API / IaC diff summary

api/activities/terminal.py:

  • New _resolve_cloud_init_path() helper. Looks for the YAML in:
  • <api_dir>/scripts/cloud-init/remote-terminal.yaml (production, bundled inside the deployment zip).
  • <repo_root>/scripts/cloud-init/remote-terminal.yaml (local dev where scripts/ lives one level above api/).
  • CLOUD_INIT_PATH environment variable override (escape hatch). Raises FileNotFoundError with the search path list when none exist.
  • activity_create_vm calls _resolve_cloud_init_path() instead of the module-level constant. The constant remains for backward compatibility but is no longer used in the hot path.
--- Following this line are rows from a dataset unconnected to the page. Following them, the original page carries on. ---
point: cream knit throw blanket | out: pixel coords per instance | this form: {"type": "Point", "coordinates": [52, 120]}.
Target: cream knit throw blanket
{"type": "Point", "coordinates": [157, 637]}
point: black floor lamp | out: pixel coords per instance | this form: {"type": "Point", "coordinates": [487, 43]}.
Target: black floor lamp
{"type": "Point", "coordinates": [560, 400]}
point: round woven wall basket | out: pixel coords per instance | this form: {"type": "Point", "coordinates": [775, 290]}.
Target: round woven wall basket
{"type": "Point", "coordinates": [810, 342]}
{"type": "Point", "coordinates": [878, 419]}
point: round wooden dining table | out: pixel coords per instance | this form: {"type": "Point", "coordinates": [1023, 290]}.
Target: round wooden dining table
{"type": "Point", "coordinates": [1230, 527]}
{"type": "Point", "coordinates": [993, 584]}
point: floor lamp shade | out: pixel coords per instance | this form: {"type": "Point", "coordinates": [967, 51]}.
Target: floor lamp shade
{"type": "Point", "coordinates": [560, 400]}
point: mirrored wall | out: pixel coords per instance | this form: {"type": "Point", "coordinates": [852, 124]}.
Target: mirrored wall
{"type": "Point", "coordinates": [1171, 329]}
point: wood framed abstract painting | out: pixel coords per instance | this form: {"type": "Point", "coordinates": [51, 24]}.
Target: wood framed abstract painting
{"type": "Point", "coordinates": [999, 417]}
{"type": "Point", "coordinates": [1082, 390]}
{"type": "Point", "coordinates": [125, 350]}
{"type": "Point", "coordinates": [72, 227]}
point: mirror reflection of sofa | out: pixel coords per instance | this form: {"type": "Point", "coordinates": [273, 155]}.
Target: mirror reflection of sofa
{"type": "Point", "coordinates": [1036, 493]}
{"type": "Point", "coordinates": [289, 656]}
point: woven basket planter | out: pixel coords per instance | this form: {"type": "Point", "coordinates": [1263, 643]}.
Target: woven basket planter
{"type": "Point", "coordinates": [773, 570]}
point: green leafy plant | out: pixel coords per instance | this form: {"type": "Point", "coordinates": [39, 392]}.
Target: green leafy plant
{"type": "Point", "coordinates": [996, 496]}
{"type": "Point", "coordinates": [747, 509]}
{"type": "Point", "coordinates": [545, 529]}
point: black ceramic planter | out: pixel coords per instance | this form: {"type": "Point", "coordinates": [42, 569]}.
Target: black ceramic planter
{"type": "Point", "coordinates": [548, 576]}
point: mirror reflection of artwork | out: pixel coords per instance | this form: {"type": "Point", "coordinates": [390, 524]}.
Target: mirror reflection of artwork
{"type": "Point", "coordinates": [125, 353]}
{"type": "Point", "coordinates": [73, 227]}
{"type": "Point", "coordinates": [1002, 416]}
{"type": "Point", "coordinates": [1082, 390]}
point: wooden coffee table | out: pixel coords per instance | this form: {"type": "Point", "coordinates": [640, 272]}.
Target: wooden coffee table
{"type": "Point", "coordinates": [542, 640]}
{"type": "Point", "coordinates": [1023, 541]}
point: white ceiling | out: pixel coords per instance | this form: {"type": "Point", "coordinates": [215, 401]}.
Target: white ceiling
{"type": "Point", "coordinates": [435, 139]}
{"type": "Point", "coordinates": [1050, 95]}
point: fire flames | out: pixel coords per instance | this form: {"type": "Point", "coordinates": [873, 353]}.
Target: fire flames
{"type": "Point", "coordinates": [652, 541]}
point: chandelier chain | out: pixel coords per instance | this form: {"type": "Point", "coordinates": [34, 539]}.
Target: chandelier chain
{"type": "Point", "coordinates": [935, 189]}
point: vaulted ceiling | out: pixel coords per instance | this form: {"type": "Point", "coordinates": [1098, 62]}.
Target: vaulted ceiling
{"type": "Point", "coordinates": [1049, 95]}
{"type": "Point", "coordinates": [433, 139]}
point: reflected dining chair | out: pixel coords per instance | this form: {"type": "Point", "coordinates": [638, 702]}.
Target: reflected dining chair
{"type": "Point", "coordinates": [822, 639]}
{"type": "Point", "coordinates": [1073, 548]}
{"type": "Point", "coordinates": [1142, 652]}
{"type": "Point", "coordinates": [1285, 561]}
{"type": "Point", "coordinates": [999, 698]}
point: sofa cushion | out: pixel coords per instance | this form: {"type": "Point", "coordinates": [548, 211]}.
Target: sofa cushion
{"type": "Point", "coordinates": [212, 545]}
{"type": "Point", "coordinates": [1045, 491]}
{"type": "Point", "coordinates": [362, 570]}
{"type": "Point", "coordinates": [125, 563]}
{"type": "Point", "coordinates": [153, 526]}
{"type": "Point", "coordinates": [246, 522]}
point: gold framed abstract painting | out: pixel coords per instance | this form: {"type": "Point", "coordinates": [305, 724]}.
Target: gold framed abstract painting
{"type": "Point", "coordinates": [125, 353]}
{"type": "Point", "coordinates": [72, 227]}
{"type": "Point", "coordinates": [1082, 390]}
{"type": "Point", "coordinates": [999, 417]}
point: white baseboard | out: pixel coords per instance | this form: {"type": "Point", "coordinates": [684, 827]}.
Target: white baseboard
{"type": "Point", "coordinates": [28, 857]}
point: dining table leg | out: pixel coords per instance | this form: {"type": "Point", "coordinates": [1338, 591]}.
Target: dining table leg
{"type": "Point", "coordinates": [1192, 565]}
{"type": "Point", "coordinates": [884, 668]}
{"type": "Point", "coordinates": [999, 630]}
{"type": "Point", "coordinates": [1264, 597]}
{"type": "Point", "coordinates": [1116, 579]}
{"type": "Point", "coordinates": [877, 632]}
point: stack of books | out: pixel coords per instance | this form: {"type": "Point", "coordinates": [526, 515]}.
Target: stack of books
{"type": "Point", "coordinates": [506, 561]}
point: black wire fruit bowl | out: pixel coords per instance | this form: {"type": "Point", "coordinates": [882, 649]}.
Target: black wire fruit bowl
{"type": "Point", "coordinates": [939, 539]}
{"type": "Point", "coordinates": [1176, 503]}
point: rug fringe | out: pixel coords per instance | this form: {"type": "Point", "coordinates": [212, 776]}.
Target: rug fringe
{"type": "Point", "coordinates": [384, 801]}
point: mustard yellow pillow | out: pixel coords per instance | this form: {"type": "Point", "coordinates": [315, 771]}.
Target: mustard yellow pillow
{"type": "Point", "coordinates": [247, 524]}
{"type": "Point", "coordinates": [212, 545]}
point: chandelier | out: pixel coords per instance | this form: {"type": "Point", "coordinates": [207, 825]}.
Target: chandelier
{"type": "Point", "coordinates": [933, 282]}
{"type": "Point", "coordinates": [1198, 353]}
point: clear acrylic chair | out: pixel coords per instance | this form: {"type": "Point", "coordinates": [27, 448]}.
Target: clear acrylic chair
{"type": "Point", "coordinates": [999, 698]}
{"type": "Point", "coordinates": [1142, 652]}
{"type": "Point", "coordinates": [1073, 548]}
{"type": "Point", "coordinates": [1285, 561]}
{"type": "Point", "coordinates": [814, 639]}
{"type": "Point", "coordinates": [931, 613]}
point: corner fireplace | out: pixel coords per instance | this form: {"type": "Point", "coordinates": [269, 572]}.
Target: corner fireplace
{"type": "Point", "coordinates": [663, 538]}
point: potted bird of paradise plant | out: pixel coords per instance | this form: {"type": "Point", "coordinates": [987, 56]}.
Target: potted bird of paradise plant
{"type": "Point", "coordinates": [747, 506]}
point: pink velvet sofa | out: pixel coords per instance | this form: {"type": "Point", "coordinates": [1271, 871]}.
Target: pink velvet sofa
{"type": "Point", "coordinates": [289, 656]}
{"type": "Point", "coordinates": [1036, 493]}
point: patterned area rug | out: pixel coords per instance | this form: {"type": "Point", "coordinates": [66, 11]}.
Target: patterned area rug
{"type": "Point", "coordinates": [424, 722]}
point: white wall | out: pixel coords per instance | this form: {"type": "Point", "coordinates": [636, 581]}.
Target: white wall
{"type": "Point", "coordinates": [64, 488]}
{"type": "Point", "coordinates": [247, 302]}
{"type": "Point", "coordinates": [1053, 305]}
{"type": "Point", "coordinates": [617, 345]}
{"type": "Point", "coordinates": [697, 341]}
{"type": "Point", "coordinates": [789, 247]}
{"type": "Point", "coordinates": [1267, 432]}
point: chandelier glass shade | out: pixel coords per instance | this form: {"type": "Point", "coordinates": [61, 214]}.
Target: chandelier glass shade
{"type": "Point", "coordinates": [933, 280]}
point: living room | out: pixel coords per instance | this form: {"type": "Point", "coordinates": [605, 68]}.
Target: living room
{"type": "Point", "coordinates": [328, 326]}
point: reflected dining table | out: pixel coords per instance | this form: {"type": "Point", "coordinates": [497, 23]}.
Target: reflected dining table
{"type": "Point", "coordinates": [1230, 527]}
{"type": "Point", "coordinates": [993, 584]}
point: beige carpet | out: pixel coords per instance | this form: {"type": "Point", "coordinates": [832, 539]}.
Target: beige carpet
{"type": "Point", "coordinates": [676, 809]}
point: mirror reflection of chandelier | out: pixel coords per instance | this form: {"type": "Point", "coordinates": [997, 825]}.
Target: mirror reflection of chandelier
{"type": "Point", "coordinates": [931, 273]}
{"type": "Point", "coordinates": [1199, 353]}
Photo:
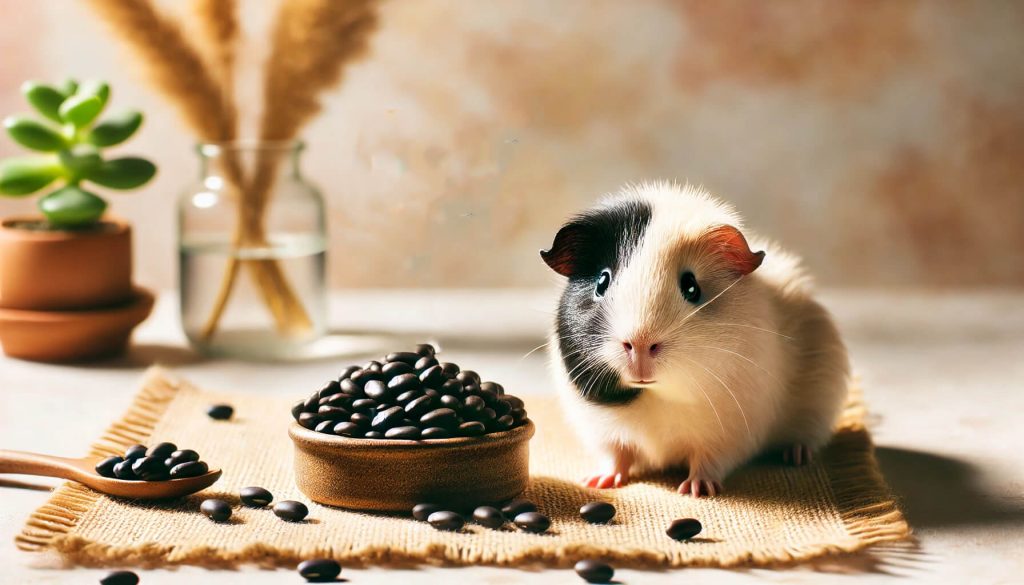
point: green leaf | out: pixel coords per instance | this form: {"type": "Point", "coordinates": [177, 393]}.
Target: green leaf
{"type": "Point", "coordinates": [69, 87]}
{"type": "Point", "coordinates": [115, 129]}
{"type": "Point", "coordinates": [33, 134]}
{"type": "Point", "coordinates": [44, 98]}
{"type": "Point", "coordinates": [24, 175]}
{"type": "Point", "coordinates": [72, 207]}
{"type": "Point", "coordinates": [128, 172]}
{"type": "Point", "coordinates": [80, 110]}
{"type": "Point", "coordinates": [96, 88]}
{"type": "Point", "coordinates": [80, 159]}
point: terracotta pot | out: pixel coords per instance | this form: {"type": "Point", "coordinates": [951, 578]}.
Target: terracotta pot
{"type": "Point", "coordinates": [65, 269]}
{"type": "Point", "coordinates": [72, 335]}
{"type": "Point", "coordinates": [394, 475]}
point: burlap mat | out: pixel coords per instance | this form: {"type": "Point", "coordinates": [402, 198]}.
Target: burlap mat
{"type": "Point", "coordinates": [769, 514]}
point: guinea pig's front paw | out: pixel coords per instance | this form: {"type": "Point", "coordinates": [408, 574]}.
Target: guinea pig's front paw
{"type": "Point", "coordinates": [606, 481]}
{"type": "Point", "coordinates": [798, 454]}
{"type": "Point", "coordinates": [698, 486]}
api/scripts/cloud-init/remote-terminal.yaml:

  • New file — verbatim copy of scripts/cloud-init/remote-terminal.yaml at the repo root. Maintained as a deployment-package mirror so cd api && zip -r … packages it. The repo-root copy stays as the source of truth for documentation and dev tooling.

Validation evidence

  • pytest -q api/tests/ → 13 passed.
  • Function App redeployed via WEBSITE_RUN_FROM_PACKAGE user- delegation SAS (funcapp-cloudinit.zip); restart + /api/health 200.
  • Triggered Provision Terminal from the UI (browser session, signed in). Watched the orchestrator march through Resource Group → Network → Key Vault → Password → VM → Cloud Init. No exceptions in App Insights for the entire run.
  • Verified the connection card surfaces FQDN, username, password reveal, SSH command, and cloud-init status done.

Operational note

Subscription Defender for Servers policy auto-installs the MDE.Linux VM extension on every new VM. While MDE is in Creating/Updating state (~5–10 min on D4s_v5), VM Run Command calls return (Conflict) Run command extension execution is in progress. The orchestrator's check_cloud_init_activity handles that as a transient error (treats as running and retries) thanks to provision_terminal_orchestrator's existing exception classification, so the only practical effect is a longer "Cloud Init" phase. Today's run reached done at attempt 12 (≈6 min into the polling phase). The 30 × 30 s budget remains adequate.